E é exatamente o que Bohemian Rhapsody faz, sua última meia hora é dedicada a reproduzir na integralidade a apresentação do Queen no estádio de Wembley, para o Live Aid de 1985. A única diferença aqui sendo que ao invés de termos o Jack Black ou o Mark Wahlberg se apresentando, temos o fucking Queen. A maior banda de rock de todos os tempos. E essa é toda diferença do mundo.
Toda.
E é exatamente isso que Bohemian Rhapsody é: mais do que um filme que pode ser dividido em atos, analisado narrativamente ou por quesitos técnicos, o filme é um tributo aos maiores de todos os tempos. Isso é o que tem que ser entendido aqui, e com esse propósito eu realmente acho que o filme consegue o que tenta atingir. Não enquanto filme, apenas por esse mérito é totalmente esquecível, mas como carta de amor aos caras que levaram a música a níveis onde ninguém imaginava possíveis, o filme funciona.
A maior prova disso é que depois que o filme termina, quase todo mundo na minha sessão ficou sentado assistindo os créditos. Não porque tinha alguma cena pós-créditos engraçadelha ou nada do tipo, apenas porque continua tocando Queen durante os créditos.
Sério, quantas vezes na VIDA você já viu algo assim acontecer?

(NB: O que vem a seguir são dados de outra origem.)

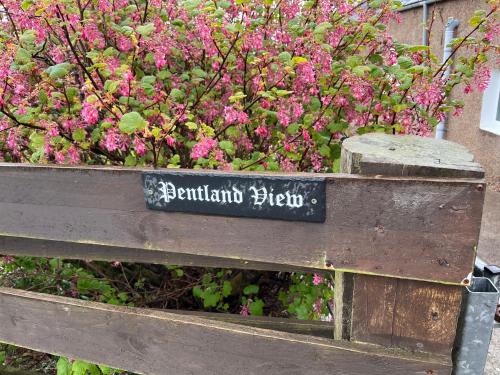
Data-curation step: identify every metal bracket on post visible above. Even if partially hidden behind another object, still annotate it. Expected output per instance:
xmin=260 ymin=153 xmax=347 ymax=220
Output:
xmin=474 ymin=257 xmax=500 ymax=328
xmin=453 ymin=277 xmax=500 ymax=375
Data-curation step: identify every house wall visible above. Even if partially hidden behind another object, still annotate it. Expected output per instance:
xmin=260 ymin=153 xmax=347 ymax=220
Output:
xmin=390 ymin=0 xmax=500 ymax=184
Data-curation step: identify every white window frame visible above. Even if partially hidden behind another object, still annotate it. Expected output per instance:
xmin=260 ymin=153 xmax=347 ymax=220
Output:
xmin=479 ymin=69 xmax=500 ymax=135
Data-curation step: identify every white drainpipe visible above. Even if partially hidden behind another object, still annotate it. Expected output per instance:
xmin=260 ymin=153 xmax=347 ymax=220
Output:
xmin=436 ymin=17 xmax=460 ymax=139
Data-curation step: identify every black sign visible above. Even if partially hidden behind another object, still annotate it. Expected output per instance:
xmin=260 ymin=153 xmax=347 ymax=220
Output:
xmin=142 ymin=171 xmax=326 ymax=223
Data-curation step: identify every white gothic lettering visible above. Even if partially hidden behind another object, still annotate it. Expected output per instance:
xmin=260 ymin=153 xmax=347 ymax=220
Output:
xmin=158 ymin=181 xmax=304 ymax=209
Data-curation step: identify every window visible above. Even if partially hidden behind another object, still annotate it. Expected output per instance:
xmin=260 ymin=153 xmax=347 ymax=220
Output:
xmin=479 ymin=69 xmax=500 ymax=135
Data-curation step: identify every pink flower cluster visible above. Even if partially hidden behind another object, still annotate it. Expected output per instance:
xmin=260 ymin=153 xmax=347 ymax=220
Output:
xmin=191 ymin=137 xmax=217 ymax=160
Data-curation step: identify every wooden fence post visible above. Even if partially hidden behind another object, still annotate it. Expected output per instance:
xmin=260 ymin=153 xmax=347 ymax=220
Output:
xmin=335 ymin=133 xmax=484 ymax=356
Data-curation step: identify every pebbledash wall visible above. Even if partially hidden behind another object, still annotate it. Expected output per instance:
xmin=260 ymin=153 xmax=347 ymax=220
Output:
xmin=390 ymin=0 xmax=500 ymax=186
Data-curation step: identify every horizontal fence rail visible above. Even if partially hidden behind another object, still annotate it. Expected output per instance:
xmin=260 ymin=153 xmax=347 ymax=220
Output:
xmin=0 ymin=288 xmax=451 ymax=375
xmin=0 ymin=164 xmax=485 ymax=284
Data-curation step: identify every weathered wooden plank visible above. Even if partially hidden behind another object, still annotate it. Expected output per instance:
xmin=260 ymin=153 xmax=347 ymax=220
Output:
xmin=333 ymin=271 xmax=354 ymax=340
xmin=342 ymin=134 xmax=474 ymax=355
xmin=0 ymin=289 xmax=451 ymax=375
xmin=342 ymin=133 xmax=484 ymax=178
xmin=352 ymin=275 xmax=462 ymax=355
xmin=0 ymin=164 xmax=484 ymax=284
xmin=166 ymin=310 xmax=333 ymax=339
xmin=0 ymin=366 xmax=42 ymax=375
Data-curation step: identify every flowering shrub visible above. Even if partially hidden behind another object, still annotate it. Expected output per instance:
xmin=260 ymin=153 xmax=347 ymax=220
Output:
xmin=0 ymin=0 xmax=498 ymax=171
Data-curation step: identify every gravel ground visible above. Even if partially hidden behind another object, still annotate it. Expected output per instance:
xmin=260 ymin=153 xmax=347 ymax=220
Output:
xmin=478 ymin=189 xmax=500 ymax=375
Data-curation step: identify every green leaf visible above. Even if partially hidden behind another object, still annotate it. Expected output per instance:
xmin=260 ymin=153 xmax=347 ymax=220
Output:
xmin=368 ymin=0 xmax=385 ymax=8
xmin=352 ymin=65 xmax=371 ymax=77
xmin=170 ymin=89 xmax=185 ymax=103
xmin=56 ymin=357 xmax=71 ymax=375
xmin=286 ymin=123 xmax=300 ymax=135
xmin=191 ymin=68 xmax=207 ymax=78
xmin=292 ymin=56 xmax=307 ymax=65
xmin=71 ymin=360 xmax=101 ymax=375
xmin=175 ymin=268 xmax=184 ymax=277
xmin=203 ymin=292 xmax=221 ymax=308
xmin=136 ymin=23 xmax=156 ymax=37
xmin=398 ymin=56 xmax=414 ymax=69
xmin=276 ymin=90 xmax=293 ymax=96
xmin=21 ymin=0 xmax=34 ymax=11
xmin=104 ymin=79 xmax=120 ymax=94
xmin=313 ymin=22 xmax=333 ymax=42
xmin=99 ymin=365 xmax=113 ymax=375
xmin=319 ymin=145 xmax=330 ymax=158
xmin=45 ymin=63 xmax=73 ymax=79
xmin=14 ymin=47 xmax=31 ymax=64
xmin=278 ymin=52 xmax=292 ymax=64
xmin=19 ymin=30 xmax=36 ymax=45
xmin=193 ymin=286 xmax=205 ymax=298
xmin=119 ymin=112 xmax=148 ymax=134
xmin=72 ymin=128 xmax=87 ymax=142
xmin=346 ymin=55 xmax=363 ymax=68
xmin=469 ymin=15 xmax=483 ymax=27
xmin=248 ymin=299 xmax=264 ymax=316
xmin=243 ymin=284 xmax=259 ymax=296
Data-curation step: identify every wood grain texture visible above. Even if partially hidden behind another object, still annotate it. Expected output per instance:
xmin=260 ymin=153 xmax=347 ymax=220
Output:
xmin=341 ymin=134 xmax=470 ymax=356
xmin=342 ymin=133 xmax=484 ymax=178
xmin=0 ymin=289 xmax=451 ymax=375
xmin=161 ymin=310 xmax=333 ymax=339
xmin=0 ymin=164 xmax=484 ymax=284
xmin=351 ymin=275 xmax=462 ymax=355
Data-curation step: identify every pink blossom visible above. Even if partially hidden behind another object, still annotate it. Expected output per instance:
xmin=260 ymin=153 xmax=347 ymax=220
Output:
xmin=81 ymin=102 xmax=99 ymax=125
xmin=276 ymin=106 xmax=291 ymax=127
xmin=82 ymin=22 xmax=106 ymax=48
xmin=68 ymin=146 xmax=80 ymax=164
xmin=116 ymin=35 xmax=133 ymax=52
xmin=165 ymin=135 xmax=175 ymax=147
xmin=134 ymin=138 xmax=147 ymax=156
xmin=302 ymin=129 xmax=311 ymax=142
xmin=240 ymin=305 xmax=250 ymax=316
xmin=104 ymin=128 xmax=119 ymax=152
xmin=474 ymin=65 xmax=491 ymax=92
xmin=313 ymin=273 xmax=323 ymax=286
xmin=255 ymin=125 xmax=269 ymax=138
xmin=191 ymin=137 xmax=217 ymax=160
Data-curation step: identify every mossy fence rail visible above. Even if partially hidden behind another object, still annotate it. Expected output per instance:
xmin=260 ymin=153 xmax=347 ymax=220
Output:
xmin=0 ymin=135 xmax=485 ymax=375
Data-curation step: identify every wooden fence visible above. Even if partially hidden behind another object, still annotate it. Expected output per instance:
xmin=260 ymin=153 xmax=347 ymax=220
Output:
xmin=0 ymin=135 xmax=485 ymax=375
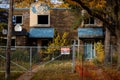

Dezenas de pessoas simultaneamente decidem ficar durante os créditos não porque alguém pediu ou porque ninguém prometeu nada, apenas porque a música é fodendamente BOA. Foi uma coisa poderosa que eu nunca tinha visto na minha vida, e provavelmente jamais voltarei a ver.
Isso é o quão grande Queen é.
E nesse aspecto, a reprodução do filme é espetacular. A interpretação de Rami Malek (o protagonista de Mr. Robot, se não estiver ligando o nome a pessoa) como Freddie Mercury é de uma entrega e dedicação sem nenhuma falha. Ao final da vida, quando Freddie já está com a voz um pouco fodida por causa da esbórnia e da AIDS, ele consegue reproduzir até mesmo isso mudando o timbre enquanto fala. É a melhor reprodução do maior de todos os tempos que pode humanamente ser feito, e eu vou ficar genuinamente chocado se ele não for indicado ao Oscar (até porque geralmente biopics são oscar-bait, de qualquer modo).
A reprodução dos demais membros do Queen também está assustadoramente fidedigna, embora eles sejam relegados a segundo plano de forma que qualquer outro filme do mundo jamais poderia se safar com um gerenciamento tão pobre de personagens secundários.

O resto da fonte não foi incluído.